Mais dans le cas du plastique ou des canettes ? C’est encore un peu différent car globalement le verre est solide, et d’ailleurs une bouteille consignée est souvent un peu plus lourde pour tenir plus longtemps ce qui améliore le bénéfice. Mais pour le plastique ou les canettes, ils sont plus facilement déformés. Ce qui fait que si cela améliore le taux de collecte car cela a de la valeur (une petite bouteille en plastique rapporte 25 centimes, ça chiffre vite), donc ils sont moins réutilisés tels quels et recyclés bien plus vite que pour le verre (environ 50 contre 15 fois)
Mais du coup, passer du plastique à du verre consigné n’est pas mieux ? Pas forcément. Le verre est très lourd et fragile ce qui pénalise beaucoup son empreinte environnementale face au plastique recyclé ou consigné. Ce n’est donc pas si simple.
La consigne est donc pertinent d’un point de vue environnemental mais ce n’est pas non plus miracle et se défend au cas par cas. Son introduction en France par exemple devrait tenir compte de la localisation des usines et des lieux de consommation avec un territoire assez peu dense en comparaison de la Belgique ou de l’Allemagne. Son élargissement en Belgique doit surtout être un moyen d’augmenter le taux de collecte et de diminuer les dépôts sauvage.

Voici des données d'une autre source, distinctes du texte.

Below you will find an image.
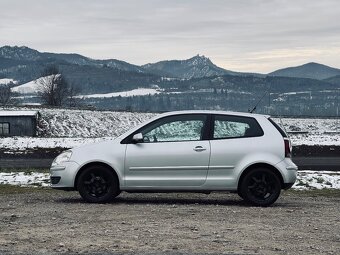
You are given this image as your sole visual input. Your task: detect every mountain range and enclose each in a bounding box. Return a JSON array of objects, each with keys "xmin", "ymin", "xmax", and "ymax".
[{"xmin": 0, "ymin": 46, "xmax": 340, "ymax": 94}]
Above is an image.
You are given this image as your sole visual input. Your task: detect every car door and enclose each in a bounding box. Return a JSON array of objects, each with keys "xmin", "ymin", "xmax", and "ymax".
[
  {"xmin": 208, "ymin": 115, "xmax": 263, "ymax": 188},
  {"xmin": 125, "ymin": 114, "xmax": 210, "ymax": 189}
]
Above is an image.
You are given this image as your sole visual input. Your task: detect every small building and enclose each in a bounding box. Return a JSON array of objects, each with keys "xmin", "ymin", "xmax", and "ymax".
[{"xmin": 0, "ymin": 110, "xmax": 39, "ymax": 137}]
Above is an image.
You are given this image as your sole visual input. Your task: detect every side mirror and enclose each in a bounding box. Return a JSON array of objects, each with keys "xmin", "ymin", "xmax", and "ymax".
[{"xmin": 132, "ymin": 133, "xmax": 143, "ymax": 143}]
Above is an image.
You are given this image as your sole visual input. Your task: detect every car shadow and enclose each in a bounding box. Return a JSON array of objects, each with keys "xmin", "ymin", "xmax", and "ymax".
[{"xmin": 55, "ymin": 193, "xmax": 296, "ymax": 208}]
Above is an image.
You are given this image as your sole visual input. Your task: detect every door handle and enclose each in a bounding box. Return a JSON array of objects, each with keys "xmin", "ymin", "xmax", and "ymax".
[{"xmin": 194, "ymin": 146, "xmax": 206, "ymax": 152}]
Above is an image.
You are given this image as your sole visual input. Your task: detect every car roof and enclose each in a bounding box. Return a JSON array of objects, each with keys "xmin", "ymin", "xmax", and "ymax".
[{"xmin": 157, "ymin": 110, "xmax": 270, "ymax": 118}]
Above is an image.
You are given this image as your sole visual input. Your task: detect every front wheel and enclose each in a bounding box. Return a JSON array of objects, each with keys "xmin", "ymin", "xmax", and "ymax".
[
  {"xmin": 77, "ymin": 166, "xmax": 119, "ymax": 203},
  {"xmin": 239, "ymin": 168, "xmax": 281, "ymax": 206}
]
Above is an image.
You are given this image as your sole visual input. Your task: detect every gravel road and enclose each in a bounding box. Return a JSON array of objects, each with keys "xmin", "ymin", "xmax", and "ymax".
[{"xmin": 0, "ymin": 187, "xmax": 340, "ymax": 255}]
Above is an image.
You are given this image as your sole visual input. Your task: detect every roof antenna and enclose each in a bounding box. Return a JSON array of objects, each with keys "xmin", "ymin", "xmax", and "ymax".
[{"xmin": 248, "ymin": 91, "xmax": 268, "ymax": 113}]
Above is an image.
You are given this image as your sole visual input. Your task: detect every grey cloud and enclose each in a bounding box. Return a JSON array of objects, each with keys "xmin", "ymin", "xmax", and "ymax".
[{"xmin": 0, "ymin": 0, "xmax": 340, "ymax": 72}]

J’espère que ce tour d’horizon vous a éclairé sur certains aspects liés aux déchets qui n’est pas une question simple et il y a beaucoup à approfondir. J’ai lu beaucoup de rapports sur le sujet et j’ai trouvé cela fascinant, c’est finalement très technique, c’est un sujet de société important et il y a de nombreux défis souvent insoupçonnés.
Dans la mesure du possible, consommez moins, réutilisez, triez et recyclez vos déchets. Renseignez-vous quant à la politique de votre région concernant cet enjeu. Car chaque territoire a une politique différente et cela bouge beaucoup.